Mortgage rates are not the same as in the residential market - lenders consider buy to let, whether business or consumer, a greater risk a greater risk and demand a greater return, so their buy to let rates can be up to one percentage point higher than residential rates. The deposit required for buy to let mortgages is also higher. Most lenders ask for at least 20% of the value of the property, and this can rise to 50% on properties valued at £1 million or over.
You will also have to pay for the survey and legal fees, as with any property purchase.
There may also be service charges to consider in a leasehold property. If you plan to let furnished, you will have to allow for the cost of buying reasonable quality basics - strict fire regulations prevent you using cheap second-hand furniture.
If you plan to use a letting agent, you will have to factor in that cost as well - fees can be between 15 and 20% of the rent.

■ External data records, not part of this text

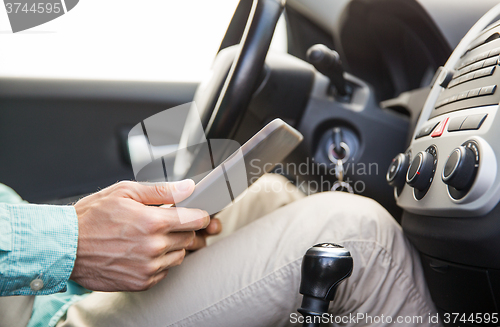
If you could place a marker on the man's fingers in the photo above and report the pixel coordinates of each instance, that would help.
(178, 241)
(198, 243)
(157, 193)
(170, 260)
(214, 227)
(187, 219)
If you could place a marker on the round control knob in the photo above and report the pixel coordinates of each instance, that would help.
(420, 172)
(397, 171)
(459, 168)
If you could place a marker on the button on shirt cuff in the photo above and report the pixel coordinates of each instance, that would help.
(38, 253)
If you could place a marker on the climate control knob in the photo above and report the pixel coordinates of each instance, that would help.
(396, 174)
(460, 168)
(421, 171)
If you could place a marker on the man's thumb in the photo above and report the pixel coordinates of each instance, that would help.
(163, 193)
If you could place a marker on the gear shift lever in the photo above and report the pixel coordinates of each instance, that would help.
(324, 267)
(328, 63)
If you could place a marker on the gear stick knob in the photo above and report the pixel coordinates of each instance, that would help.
(324, 267)
(328, 63)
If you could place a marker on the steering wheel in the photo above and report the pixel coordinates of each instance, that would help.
(221, 100)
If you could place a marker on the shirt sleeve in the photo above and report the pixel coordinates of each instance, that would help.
(38, 246)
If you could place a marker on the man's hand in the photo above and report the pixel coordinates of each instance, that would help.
(200, 241)
(125, 245)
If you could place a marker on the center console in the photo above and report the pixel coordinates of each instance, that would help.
(448, 181)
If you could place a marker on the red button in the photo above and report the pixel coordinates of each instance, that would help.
(440, 129)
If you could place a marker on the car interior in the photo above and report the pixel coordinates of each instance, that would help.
(400, 95)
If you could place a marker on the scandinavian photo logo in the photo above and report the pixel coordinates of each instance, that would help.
(26, 14)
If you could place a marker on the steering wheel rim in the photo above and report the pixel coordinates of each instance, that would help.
(243, 76)
(221, 118)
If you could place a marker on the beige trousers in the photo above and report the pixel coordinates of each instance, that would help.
(250, 276)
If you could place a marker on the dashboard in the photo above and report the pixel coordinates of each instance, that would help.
(447, 181)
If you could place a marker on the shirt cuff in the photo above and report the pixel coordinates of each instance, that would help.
(43, 252)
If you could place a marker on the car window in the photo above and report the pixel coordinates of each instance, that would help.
(155, 40)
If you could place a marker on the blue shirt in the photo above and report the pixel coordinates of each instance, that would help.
(38, 242)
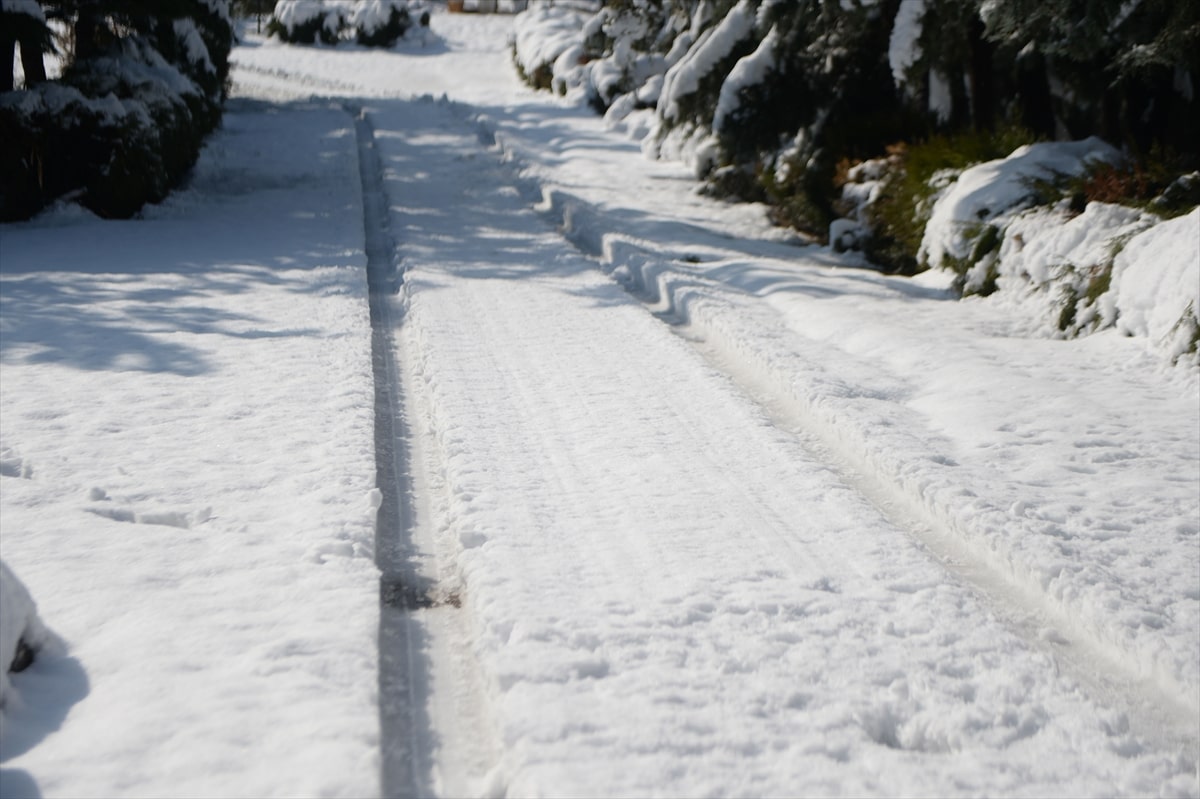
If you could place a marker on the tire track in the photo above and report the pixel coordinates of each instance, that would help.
(703, 313)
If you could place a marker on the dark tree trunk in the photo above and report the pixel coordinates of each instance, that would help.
(7, 48)
(33, 62)
(1036, 103)
(982, 78)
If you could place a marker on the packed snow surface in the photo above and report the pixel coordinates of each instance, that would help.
(697, 509)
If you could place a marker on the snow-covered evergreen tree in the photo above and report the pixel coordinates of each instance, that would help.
(144, 83)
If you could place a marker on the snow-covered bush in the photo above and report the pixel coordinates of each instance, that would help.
(372, 23)
(303, 22)
(125, 121)
(379, 23)
(967, 222)
(24, 25)
(22, 632)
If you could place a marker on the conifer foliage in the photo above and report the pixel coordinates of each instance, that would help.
(773, 98)
(143, 83)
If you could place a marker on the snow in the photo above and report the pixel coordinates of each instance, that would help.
(19, 625)
(748, 72)
(1156, 281)
(985, 192)
(28, 7)
(375, 14)
(197, 50)
(714, 44)
(904, 47)
(696, 509)
(293, 13)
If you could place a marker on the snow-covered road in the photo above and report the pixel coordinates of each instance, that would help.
(672, 505)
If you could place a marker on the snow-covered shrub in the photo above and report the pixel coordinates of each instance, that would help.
(379, 23)
(889, 200)
(303, 22)
(125, 121)
(547, 46)
(1156, 288)
(22, 632)
(967, 222)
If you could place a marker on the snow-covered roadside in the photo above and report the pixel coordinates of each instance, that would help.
(665, 590)
(670, 594)
(189, 400)
(981, 431)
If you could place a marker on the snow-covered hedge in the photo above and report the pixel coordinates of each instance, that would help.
(303, 22)
(22, 632)
(127, 118)
(372, 23)
(796, 104)
(1078, 266)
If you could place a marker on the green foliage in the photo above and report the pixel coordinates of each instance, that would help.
(327, 28)
(115, 131)
(1152, 182)
(399, 22)
(915, 174)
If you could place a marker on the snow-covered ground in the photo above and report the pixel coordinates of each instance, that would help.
(695, 509)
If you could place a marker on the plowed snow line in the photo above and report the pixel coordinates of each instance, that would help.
(430, 706)
(666, 592)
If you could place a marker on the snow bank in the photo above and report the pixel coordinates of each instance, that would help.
(1156, 287)
(1073, 272)
(543, 35)
(293, 13)
(19, 628)
(747, 72)
(28, 7)
(714, 44)
(989, 191)
(904, 48)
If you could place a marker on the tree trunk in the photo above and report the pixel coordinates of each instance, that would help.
(7, 49)
(33, 62)
(982, 77)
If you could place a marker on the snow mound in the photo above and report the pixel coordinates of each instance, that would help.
(1156, 287)
(21, 629)
(988, 192)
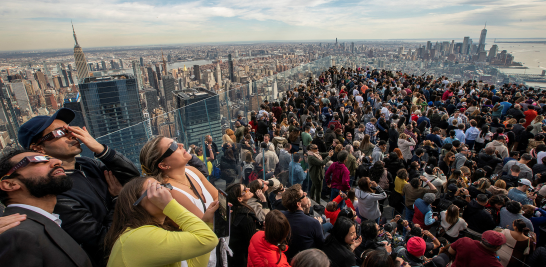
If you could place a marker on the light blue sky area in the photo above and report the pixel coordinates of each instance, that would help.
(38, 24)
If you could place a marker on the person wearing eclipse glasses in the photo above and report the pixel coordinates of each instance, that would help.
(86, 210)
(29, 185)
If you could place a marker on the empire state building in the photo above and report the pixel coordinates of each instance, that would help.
(81, 62)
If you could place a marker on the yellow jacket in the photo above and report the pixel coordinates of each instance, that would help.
(153, 246)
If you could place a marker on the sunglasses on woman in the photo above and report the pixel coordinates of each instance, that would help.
(172, 148)
(24, 162)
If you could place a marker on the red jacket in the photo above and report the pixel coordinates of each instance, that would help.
(263, 254)
(338, 176)
(332, 215)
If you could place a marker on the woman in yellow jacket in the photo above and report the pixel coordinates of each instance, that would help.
(141, 236)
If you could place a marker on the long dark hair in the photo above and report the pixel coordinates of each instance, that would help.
(277, 230)
(341, 229)
(128, 216)
(376, 171)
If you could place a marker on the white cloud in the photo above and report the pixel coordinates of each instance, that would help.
(34, 24)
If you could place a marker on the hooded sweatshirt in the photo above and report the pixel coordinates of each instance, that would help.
(264, 254)
(338, 176)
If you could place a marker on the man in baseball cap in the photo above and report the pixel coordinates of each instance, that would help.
(84, 209)
(468, 252)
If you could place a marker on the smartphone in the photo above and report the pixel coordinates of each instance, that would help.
(222, 216)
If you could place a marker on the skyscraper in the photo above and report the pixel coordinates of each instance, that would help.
(73, 102)
(466, 45)
(112, 107)
(198, 118)
(218, 74)
(79, 57)
(164, 63)
(197, 73)
(169, 86)
(152, 78)
(138, 74)
(481, 44)
(493, 52)
(230, 68)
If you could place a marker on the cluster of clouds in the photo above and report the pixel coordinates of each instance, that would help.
(39, 24)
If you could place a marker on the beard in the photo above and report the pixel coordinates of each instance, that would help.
(45, 186)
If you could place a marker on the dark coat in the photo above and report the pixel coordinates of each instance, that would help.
(38, 241)
(243, 227)
(87, 209)
(340, 255)
(478, 218)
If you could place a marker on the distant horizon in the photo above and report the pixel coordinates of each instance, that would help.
(265, 42)
(33, 25)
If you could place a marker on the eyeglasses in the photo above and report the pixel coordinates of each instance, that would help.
(172, 148)
(57, 133)
(246, 189)
(24, 162)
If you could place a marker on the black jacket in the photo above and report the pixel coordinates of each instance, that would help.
(478, 218)
(87, 209)
(340, 255)
(38, 241)
(487, 160)
(243, 227)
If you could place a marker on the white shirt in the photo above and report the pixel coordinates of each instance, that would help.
(52, 216)
(359, 99)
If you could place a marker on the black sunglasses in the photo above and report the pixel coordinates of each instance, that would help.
(24, 162)
(168, 186)
(172, 148)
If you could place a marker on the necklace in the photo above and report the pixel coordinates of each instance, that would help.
(189, 186)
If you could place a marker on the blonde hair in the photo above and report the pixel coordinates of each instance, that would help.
(500, 184)
(149, 154)
(226, 139)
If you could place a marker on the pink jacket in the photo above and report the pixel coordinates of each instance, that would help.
(263, 254)
(338, 176)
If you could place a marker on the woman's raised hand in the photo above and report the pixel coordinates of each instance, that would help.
(159, 196)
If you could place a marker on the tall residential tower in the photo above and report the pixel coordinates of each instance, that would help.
(481, 44)
(79, 57)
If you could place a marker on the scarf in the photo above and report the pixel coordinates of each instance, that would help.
(317, 155)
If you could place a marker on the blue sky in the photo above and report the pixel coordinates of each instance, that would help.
(45, 24)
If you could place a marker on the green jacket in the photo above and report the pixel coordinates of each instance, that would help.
(351, 164)
(316, 166)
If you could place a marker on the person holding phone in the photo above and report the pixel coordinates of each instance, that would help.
(139, 235)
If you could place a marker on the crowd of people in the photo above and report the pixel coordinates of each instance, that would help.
(410, 170)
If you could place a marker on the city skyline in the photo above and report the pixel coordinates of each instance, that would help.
(45, 25)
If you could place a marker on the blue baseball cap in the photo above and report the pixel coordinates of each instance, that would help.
(35, 126)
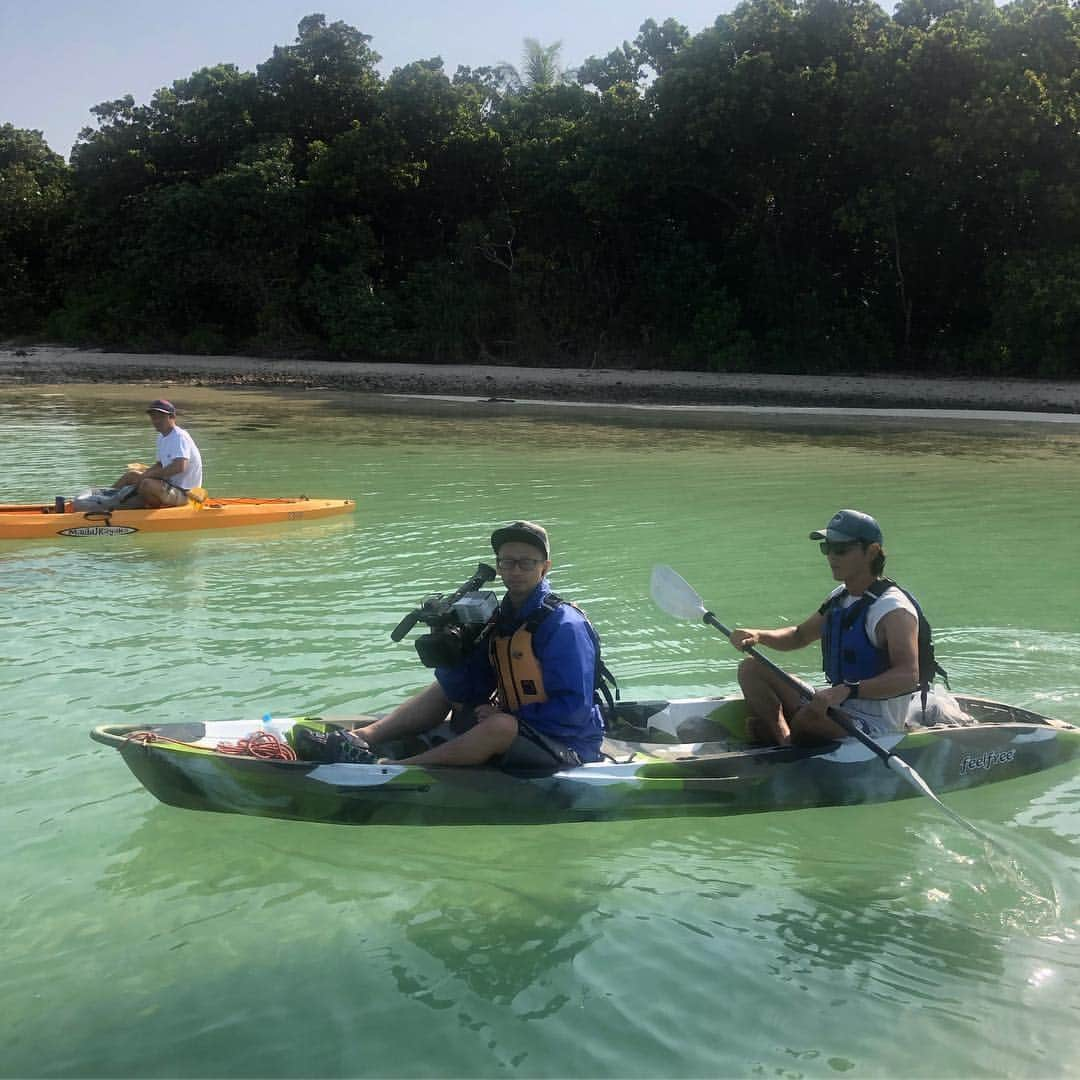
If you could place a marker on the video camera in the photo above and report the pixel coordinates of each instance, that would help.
(456, 621)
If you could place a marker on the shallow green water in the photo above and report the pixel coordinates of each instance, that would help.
(146, 941)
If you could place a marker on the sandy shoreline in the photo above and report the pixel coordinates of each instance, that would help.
(31, 365)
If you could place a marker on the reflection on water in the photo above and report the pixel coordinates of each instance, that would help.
(778, 944)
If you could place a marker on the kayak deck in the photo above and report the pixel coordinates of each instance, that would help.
(35, 521)
(663, 777)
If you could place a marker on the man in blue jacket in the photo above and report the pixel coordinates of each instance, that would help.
(527, 689)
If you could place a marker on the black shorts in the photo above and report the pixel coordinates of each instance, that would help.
(531, 750)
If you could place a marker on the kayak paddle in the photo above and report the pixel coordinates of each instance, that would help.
(676, 596)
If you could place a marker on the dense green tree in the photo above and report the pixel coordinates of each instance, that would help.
(806, 185)
(35, 207)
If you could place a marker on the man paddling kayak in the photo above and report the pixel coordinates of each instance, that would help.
(869, 632)
(526, 692)
(177, 468)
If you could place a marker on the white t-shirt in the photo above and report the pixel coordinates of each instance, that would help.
(882, 715)
(179, 444)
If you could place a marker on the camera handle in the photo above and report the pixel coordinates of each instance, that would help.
(483, 575)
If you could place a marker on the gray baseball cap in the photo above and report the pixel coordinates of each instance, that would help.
(528, 532)
(850, 525)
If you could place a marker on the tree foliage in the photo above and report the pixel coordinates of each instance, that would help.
(806, 185)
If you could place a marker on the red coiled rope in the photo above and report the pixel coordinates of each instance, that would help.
(262, 744)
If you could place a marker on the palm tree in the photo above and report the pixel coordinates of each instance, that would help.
(541, 68)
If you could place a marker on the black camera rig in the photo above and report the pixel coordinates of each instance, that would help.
(457, 621)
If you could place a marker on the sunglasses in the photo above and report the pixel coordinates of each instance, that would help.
(525, 564)
(839, 547)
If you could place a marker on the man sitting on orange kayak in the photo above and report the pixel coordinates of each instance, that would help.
(177, 468)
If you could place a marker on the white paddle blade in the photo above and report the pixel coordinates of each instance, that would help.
(673, 595)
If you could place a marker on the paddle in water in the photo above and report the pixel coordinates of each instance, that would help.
(674, 595)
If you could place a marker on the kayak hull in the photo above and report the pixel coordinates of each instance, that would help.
(645, 780)
(34, 522)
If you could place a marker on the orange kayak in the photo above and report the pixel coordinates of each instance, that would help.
(35, 521)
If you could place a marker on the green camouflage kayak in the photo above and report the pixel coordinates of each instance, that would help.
(663, 758)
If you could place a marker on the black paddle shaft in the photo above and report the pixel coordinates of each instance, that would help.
(840, 717)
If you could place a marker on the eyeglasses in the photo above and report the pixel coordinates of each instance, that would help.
(524, 564)
(839, 547)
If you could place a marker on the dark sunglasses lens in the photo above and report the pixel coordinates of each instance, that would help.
(837, 549)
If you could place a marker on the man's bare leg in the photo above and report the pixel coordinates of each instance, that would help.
(421, 712)
(770, 701)
(486, 739)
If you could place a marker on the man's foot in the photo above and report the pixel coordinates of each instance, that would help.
(336, 745)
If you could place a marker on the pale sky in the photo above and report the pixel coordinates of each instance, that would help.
(58, 57)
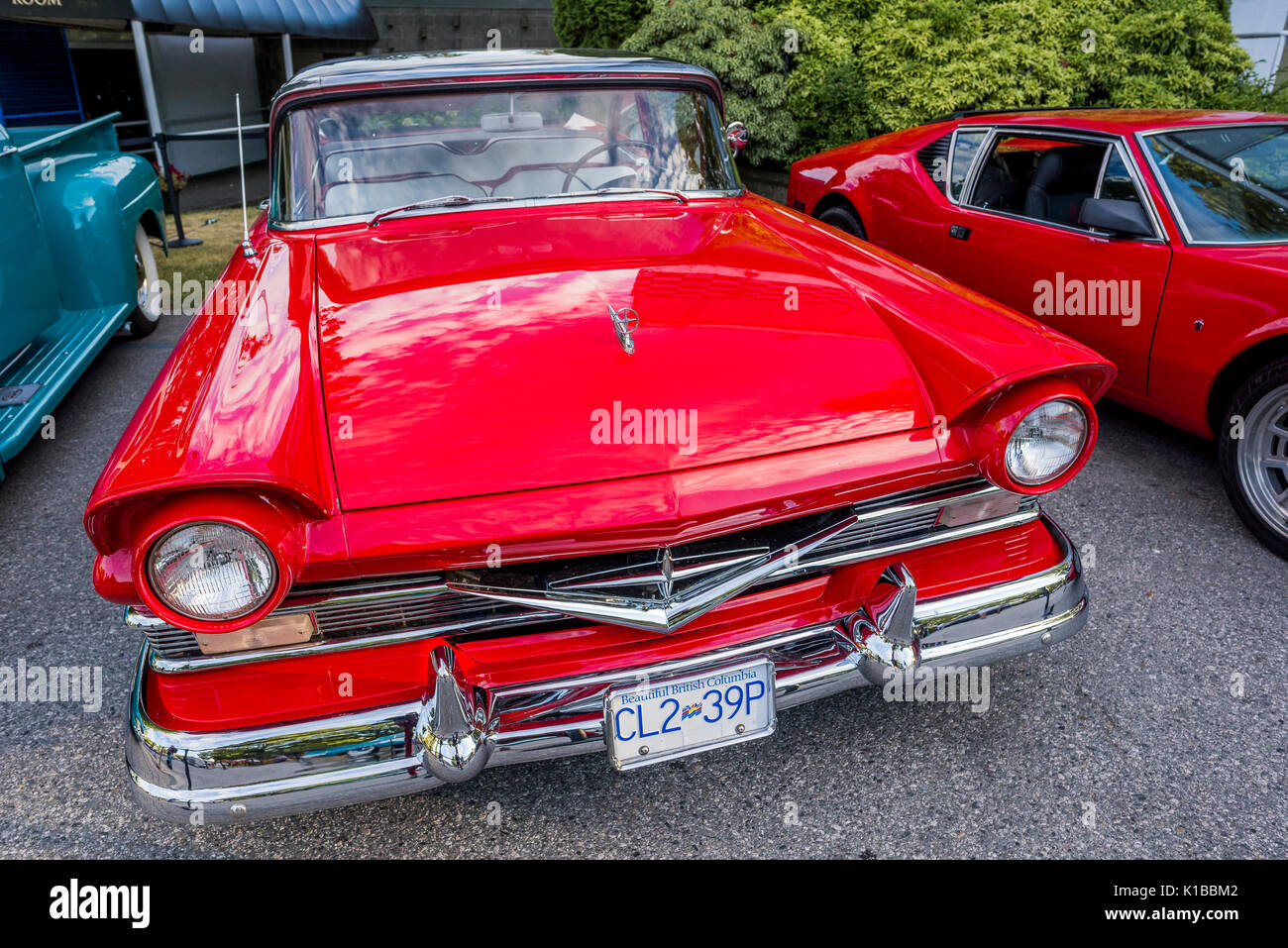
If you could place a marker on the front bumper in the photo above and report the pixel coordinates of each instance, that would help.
(460, 728)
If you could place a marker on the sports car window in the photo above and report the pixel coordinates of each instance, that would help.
(360, 156)
(1039, 178)
(964, 154)
(1228, 184)
(1117, 183)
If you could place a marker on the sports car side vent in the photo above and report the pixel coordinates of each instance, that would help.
(934, 159)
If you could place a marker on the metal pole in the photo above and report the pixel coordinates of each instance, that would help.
(150, 101)
(150, 93)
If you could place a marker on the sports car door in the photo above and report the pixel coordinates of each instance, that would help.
(1019, 237)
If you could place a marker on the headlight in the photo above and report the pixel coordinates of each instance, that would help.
(211, 571)
(1046, 442)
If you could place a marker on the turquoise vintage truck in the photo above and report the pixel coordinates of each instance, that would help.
(76, 263)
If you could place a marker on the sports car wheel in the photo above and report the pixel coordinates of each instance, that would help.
(844, 219)
(145, 317)
(1253, 454)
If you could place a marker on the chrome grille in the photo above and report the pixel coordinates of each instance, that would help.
(361, 613)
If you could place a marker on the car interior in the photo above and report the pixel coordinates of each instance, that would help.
(1043, 179)
(361, 176)
(362, 156)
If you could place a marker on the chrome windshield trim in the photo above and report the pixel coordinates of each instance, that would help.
(524, 202)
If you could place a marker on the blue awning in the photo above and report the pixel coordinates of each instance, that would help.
(323, 20)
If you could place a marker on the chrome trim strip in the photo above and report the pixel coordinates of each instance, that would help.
(962, 532)
(334, 762)
(524, 202)
(305, 601)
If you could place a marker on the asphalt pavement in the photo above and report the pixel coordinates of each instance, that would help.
(1157, 732)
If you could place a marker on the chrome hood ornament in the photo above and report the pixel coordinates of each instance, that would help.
(625, 322)
(658, 590)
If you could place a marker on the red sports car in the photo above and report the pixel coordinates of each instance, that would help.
(1157, 237)
(531, 433)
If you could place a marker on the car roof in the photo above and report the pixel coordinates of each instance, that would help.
(1121, 121)
(408, 67)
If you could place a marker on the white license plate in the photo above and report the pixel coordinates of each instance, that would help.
(671, 717)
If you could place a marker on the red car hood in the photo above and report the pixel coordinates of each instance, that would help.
(477, 355)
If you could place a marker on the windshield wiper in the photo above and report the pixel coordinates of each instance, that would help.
(593, 192)
(462, 200)
(446, 201)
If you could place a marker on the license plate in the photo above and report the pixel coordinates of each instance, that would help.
(670, 717)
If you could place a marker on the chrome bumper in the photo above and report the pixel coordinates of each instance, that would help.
(459, 728)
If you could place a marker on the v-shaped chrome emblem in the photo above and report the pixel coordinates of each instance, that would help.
(660, 595)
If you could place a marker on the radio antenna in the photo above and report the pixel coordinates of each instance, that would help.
(248, 250)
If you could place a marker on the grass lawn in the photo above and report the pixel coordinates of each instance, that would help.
(207, 260)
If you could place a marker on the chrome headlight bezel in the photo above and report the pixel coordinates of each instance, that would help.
(257, 544)
(1029, 424)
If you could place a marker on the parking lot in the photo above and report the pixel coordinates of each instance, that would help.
(1158, 732)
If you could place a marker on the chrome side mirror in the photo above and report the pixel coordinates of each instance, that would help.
(737, 136)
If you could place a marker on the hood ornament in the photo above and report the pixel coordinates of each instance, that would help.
(625, 322)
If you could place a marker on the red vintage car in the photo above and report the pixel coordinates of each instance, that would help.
(532, 433)
(1157, 237)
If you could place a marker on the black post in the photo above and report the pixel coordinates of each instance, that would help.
(180, 241)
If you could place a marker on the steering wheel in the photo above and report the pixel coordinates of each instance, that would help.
(599, 150)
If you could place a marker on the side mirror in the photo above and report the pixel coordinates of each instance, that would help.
(1121, 218)
(737, 136)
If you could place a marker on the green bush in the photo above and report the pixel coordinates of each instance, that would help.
(926, 56)
(747, 55)
(807, 75)
(824, 93)
(596, 24)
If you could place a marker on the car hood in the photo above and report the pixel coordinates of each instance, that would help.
(476, 355)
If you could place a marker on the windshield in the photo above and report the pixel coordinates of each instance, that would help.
(361, 156)
(1228, 184)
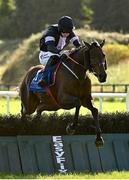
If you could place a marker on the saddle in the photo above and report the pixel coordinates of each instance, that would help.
(49, 75)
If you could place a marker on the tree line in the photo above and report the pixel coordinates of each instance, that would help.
(20, 18)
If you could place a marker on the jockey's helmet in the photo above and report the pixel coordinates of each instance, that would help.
(65, 24)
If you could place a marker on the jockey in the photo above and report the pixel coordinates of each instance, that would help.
(53, 41)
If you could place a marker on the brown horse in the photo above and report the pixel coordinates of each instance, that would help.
(72, 87)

Don't forget to add on the cost of insurance - not just for buildings and contents, but also against loss of rental income if the property stands empty, possible damage by tenants or for legal fees if you need to evict a tenant.
Any rise in the value of a rental property, unlike your home, is liable for capital gains tax. Each individual is allowed an annual exempt amount of £11,100 per annum (you should check these allowances at HM Revenue and Customs as they change each year, these figures are correct for 2016-17). This constitutes your total Capital Gains Tax allowance for the tax year and assumes that you have not used up the allowance on other capital gains.
However, you will be able to set some of the maintenance and running costs off against tax. Mortgage interest payments of buy to let properties, for example, can be set against rental income.
John Charcol is unable to provide specific tax advice. We strongly recommed that you seek tax advice from an appropriate person.